Poor Project Management

A project manager can make or break a project regardless of whether you’re working with internal or external support. There are endless characteristics to look for and to avoid. In terms of ERP project management, someone who possesses a combination of qualities below is crucial:

  • Experience
  • Knowledge
  • Ability
  • Leadership
  • Flexibility

Founder of PMWorld 360 Magazine, Moira Alexander states ‘from the hiring stage to project execution, all too often project management offices have focused time and energy on primarily technical aspects of project execution. This focus on primarily technical job-related activities can leave a gap in areas like soft leadership skills’.

A focus on technology might help to change your processes, but it won’t help you to understand them.

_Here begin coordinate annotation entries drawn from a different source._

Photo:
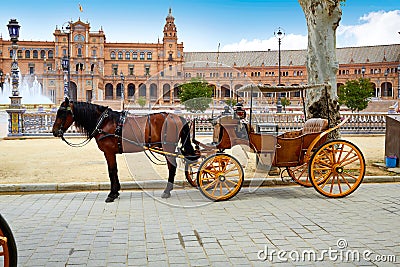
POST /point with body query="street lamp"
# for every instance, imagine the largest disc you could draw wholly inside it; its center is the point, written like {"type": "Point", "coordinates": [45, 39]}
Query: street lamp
{"type": "Point", "coordinates": [93, 93]}
{"type": "Point", "coordinates": [279, 33]}
{"type": "Point", "coordinates": [122, 88]}
{"type": "Point", "coordinates": [15, 112]}
{"type": "Point", "coordinates": [386, 92]}
{"type": "Point", "coordinates": [65, 66]}
{"type": "Point", "coordinates": [1, 79]}
{"type": "Point", "coordinates": [13, 30]}
{"type": "Point", "coordinates": [398, 82]}
{"type": "Point", "coordinates": [67, 30]}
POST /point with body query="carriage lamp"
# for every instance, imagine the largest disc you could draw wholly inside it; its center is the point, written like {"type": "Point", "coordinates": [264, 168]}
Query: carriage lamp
{"type": "Point", "coordinates": [279, 33]}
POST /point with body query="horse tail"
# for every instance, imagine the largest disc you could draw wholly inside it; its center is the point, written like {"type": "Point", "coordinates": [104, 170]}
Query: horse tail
{"type": "Point", "coordinates": [187, 148]}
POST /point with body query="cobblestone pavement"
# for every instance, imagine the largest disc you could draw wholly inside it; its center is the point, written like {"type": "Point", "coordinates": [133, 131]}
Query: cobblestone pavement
{"type": "Point", "coordinates": [271, 224]}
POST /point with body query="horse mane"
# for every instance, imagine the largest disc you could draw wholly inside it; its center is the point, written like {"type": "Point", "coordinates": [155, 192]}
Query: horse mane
{"type": "Point", "coordinates": [87, 114]}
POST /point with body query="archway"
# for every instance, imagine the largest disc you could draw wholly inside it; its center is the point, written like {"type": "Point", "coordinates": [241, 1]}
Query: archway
{"type": "Point", "coordinates": [73, 91]}
{"type": "Point", "coordinates": [109, 91]}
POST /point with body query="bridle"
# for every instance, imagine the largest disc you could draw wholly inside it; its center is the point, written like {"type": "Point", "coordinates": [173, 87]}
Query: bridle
{"type": "Point", "coordinates": [96, 131]}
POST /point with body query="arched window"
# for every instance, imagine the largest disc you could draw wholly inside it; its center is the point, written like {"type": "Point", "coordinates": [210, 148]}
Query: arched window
{"type": "Point", "coordinates": [79, 52]}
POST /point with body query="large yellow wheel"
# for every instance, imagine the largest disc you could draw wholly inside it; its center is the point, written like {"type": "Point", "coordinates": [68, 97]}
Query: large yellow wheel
{"type": "Point", "coordinates": [337, 168]}
{"type": "Point", "coordinates": [299, 174]}
{"type": "Point", "coordinates": [220, 177]}
{"type": "Point", "coordinates": [8, 248]}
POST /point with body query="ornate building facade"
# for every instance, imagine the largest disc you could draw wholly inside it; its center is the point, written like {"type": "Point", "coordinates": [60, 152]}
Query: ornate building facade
{"type": "Point", "coordinates": [103, 71]}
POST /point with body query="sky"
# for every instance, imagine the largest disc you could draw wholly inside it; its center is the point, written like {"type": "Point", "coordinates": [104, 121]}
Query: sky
{"type": "Point", "coordinates": [237, 25]}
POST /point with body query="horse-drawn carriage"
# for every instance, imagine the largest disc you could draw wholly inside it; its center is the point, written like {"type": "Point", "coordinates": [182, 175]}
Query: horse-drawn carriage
{"type": "Point", "coordinates": [335, 168]}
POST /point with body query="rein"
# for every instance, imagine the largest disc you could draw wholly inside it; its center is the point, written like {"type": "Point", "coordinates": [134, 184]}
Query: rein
{"type": "Point", "coordinates": [96, 131]}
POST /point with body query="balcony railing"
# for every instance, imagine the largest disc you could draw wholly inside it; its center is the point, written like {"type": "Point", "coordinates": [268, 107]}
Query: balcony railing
{"type": "Point", "coordinates": [360, 123]}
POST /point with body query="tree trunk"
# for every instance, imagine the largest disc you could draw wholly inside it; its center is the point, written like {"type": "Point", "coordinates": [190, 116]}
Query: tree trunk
{"type": "Point", "coordinates": [322, 18]}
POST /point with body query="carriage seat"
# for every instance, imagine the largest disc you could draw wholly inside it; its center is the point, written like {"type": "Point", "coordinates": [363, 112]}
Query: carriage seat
{"type": "Point", "coordinates": [293, 145]}
{"type": "Point", "coordinates": [314, 125]}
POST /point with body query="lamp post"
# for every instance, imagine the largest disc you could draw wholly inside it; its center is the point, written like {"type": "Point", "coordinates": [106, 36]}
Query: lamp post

As a team, you must ensure you fully scope out where your business is now, where you want it to be, and how to get there. Unless the team are clear that these questions have had a response, don’t progress until they are. You could end up with a poorly managed project either because you hired a poor project manager or, and most likely – you didn’t express your businesses requirements fully, and gaps were formed in the knowledge of the consultant. If you don’t tell them, who will?

Remember that people are at the centre of any business project you undertake. You may have change management challenges to contend along with way. If you lead with time constraints and budgets at the forefront, likely, your stakeholders won’t be impressed. To maximise the potential of your project team and staff, it’s up to you to make them feel involved, and communication is key to this. It’s easy for a project to deviate from its original scope when project managers aren’t discussing additional requirements and change requests with the project stakeholders.

Choose the Appropriate Methodology

It would be best if you chose from either the Agile or Waterfall method. Selecting which approach, in most cases, is governed by the mind-set of the project management team. If there are clearly defined requirements and we know that there will be not many changes involved, then we may select Waterfall. If time is an important consideration, then you may opt for Waterfall over Agile, purely because the deadlines are decided in the early stages. Also, Waterfall is sequential, meaning that “phases” of the project need to be completed before the next one starts.

In comparison, Agile ERP Project Management offers flexibility while still encompassing controls and procedures. Agile recognises that the key to successfully managing projects is to divide them into stages, plan each step in detail while maintaining flexibility about subsequent stages. If we are not clear on the need and we understand that the scope of the project can change at any given time, we would want to be as flexible as possible, going with the Agile approach.

We would recommend a flexible approach to any business implementation project as we know that businesses demands and goals change so quickly these days. Businesses cannot afford to spend months designing the perfect business system only to find the scope is not the same as it once was. An Agile method builds minimum viable processes and deploys them quickly, intending to test the results against the old procedure. Mistakes and modifications are spotted rapidly, and any amends made quickly.

Ok, What’s Next?

The most effective way to avoid failure is to get it right the first time. This statement is not necessarily accurate for a business change project though, especially a new software implementation. The key is to adapt and prepare your team to be adaptable. The scope of a project will never be the same at the end as it was, to begin with. So long as you choose the most suitable method, keep stakeholders informed on progress, manage change, you are not easily influenced, and business value is held at the centre of the agenda then you can avoid project failure. Don’t always believe what you read. Project failure is easily avoidable.